Fernandocrambus harpipterus

Scientific classification
- Kingdom: Animalia
- Phylum: Arthropoda
- Clade: Pancrustacea
- Class: Insecta
- Order: Lepidoptera
- Family: Crambidae
- Genus: Fernandocrambus
- Species: F. harpipterus
- Binomial name: Fernandocrambus harpipterus (Dyar, 1916)
- Synonyms: Crambus harpipterus Dyar, 1916;

= Fernandocrambus harpipterus =

- Authority: (Dyar, 1916)
- Synonyms: Crambus harpipterus Dyar, 1916

Species of moth

Fernandocrambus harpipterus is a moth in the family Crambidae. It is found in Mexico.

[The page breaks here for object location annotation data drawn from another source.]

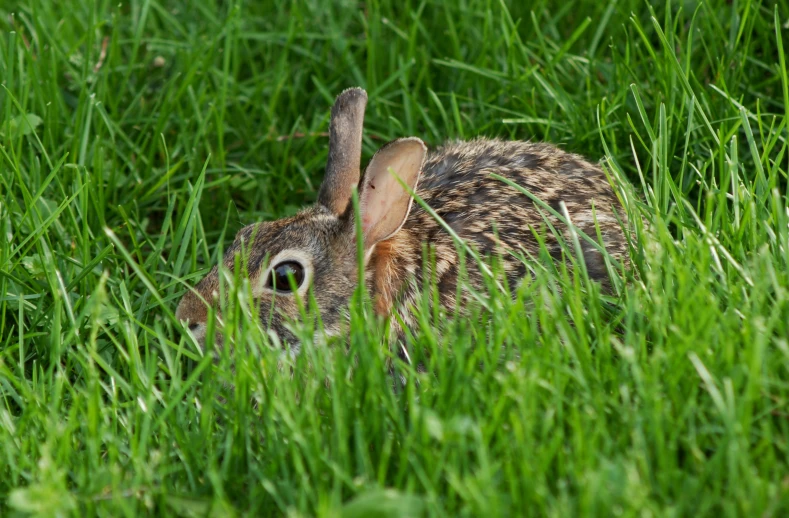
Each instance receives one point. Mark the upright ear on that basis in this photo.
(383, 202)
(345, 150)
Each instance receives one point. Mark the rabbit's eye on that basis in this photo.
(278, 278)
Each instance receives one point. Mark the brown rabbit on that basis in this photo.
(316, 248)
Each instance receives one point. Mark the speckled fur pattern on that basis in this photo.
(491, 216)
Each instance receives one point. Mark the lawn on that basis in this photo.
(137, 137)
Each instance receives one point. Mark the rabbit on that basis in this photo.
(317, 247)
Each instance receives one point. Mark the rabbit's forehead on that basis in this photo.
(309, 236)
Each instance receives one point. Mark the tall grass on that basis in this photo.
(137, 138)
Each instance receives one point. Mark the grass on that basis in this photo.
(136, 138)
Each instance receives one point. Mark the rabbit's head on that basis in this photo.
(314, 252)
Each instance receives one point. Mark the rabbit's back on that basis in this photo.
(498, 219)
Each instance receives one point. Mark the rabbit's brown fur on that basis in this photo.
(455, 181)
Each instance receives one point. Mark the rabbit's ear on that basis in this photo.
(345, 150)
(383, 201)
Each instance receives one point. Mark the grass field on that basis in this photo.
(137, 137)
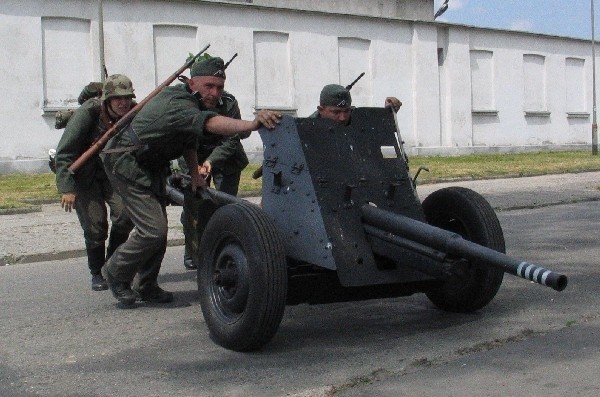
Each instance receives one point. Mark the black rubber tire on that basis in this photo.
(467, 213)
(242, 279)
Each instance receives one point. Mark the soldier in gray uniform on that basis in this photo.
(137, 163)
(335, 103)
(222, 158)
(89, 191)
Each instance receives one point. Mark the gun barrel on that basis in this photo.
(453, 244)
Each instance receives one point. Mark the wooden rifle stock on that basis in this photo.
(124, 121)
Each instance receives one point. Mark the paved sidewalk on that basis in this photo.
(53, 234)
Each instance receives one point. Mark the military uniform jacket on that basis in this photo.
(225, 153)
(167, 124)
(84, 127)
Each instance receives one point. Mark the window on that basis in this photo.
(482, 81)
(354, 59)
(534, 83)
(272, 68)
(172, 45)
(575, 85)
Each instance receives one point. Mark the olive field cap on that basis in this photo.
(335, 95)
(208, 66)
(117, 85)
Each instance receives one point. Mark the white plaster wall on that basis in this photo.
(436, 115)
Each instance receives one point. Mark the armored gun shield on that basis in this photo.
(317, 174)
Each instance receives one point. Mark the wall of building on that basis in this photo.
(464, 89)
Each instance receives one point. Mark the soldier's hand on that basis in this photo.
(393, 102)
(205, 169)
(67, 201)
(268, 118)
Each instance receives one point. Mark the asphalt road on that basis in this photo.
(59, 338)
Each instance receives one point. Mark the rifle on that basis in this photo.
(124, 121)
(349, 86)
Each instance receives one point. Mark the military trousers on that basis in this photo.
(144, 250)
(91, 208)
(196, 211)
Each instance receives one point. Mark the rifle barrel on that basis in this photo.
(124, 121)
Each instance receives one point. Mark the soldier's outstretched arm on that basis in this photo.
(393, 102)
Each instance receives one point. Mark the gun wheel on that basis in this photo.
(242, 279)
(467, 213)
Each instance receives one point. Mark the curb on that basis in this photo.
(58, 256)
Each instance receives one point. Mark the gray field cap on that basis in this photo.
(335, 95)
(213, 66)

It was described by the American entomologist Harrison Gray Dyar Jr. as Crambus harpipterus in 1916 based on specimens collected from the Hidalogo and Pueblo states of Mexico. The species name means "harp-like wing" in Greek. The holotype specimen is held at the Smithsonian National Museum of Natural History in Washington, D.C.

The larvae of F. harpipterus are one of several species referred to as sod webworms. The pupa emerge as moths and mate at night. The adult moths rest with their heads facing upwards.